Atividade 1: O que significa uma ferramenta? - 15 minutes

Uma pequena introdução pode ser feita pela facilitadora, convidando as pessoas a pensarem o que é uma tecnologia. Após um breve debate, é importante explicar que uma tecnologia é uma ferramenta feita para facilitar ou tornar prática a feitura de algo. Que toda ferramenta, mesmo que não seja digital, é uma tecnologia, porque tem como objetivo facilitar o fazer das coisas. A partir disso, pergunte às pessoas participantes qual é a sua ferramenta favorita. Pode ser qualquer coisa, uma caneta, uma faca, um tear, agulhas de crochê, liquidificador etc.
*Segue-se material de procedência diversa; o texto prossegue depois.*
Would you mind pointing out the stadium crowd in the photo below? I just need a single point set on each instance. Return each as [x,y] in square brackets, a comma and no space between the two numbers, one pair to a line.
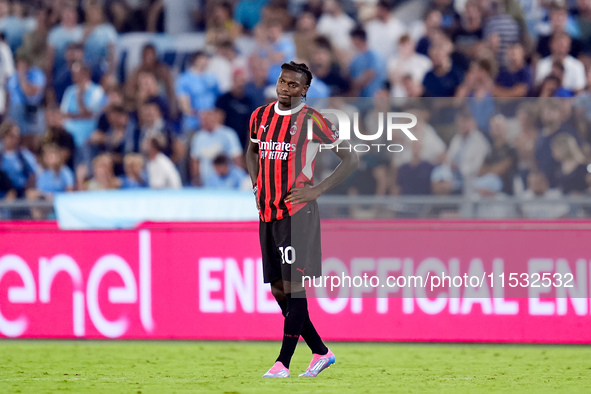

Peça que tomem nota e, a partir disso, respondam duas perguntas:

  • Por quem você acha que essa ferramenta foi feita? Quem criou? Quem fabricou?
  • Para qual finalidade vocês imaginam que esta ferramenta foi criada?

Notas de facilitação

Reforce a ideia de que as ferramentas são criadas com objetivos, mas também com intenções e valores atrelados a elas. Elas não são inteiramente neutras, e geralmente a maneira com que são projetadas pode afetar ou orientar a maneira como são usadas. Por exemplo, as diferenças entre os cabos de uma peixeira, uma faca de cozinha e uma faca militar, ou entre um copo e uma taça.

Da mesma maneira, as ferramentas que usamos online também são projetadas com um olhar para suas utilizações das pessoas que as consomem. Podem ser direcionadas com diferenciações de gênero, serem heteronormativas, cisnormativas, racializadas etc. Traga alguns exemplos para ilustrar isto. Sites de relacionamento geralmente são projetados usando casais heterosexuais como norma (assim como sites de pornografia orientam-se para o prazer cismasculino), sites como o Facebook e o Google levaram anos para incluir outros gêneros além de homem e mulher, além de considerarem documentos civis para considerarem uma identidade como "real".

Abra as discussões pedindo exemplos de como participantes percebem valores, presunções e preconceitos embutidos nas tecnologias digitais que utilizam, e como eles podem afetar como as pessoas utilizam cada uma delas.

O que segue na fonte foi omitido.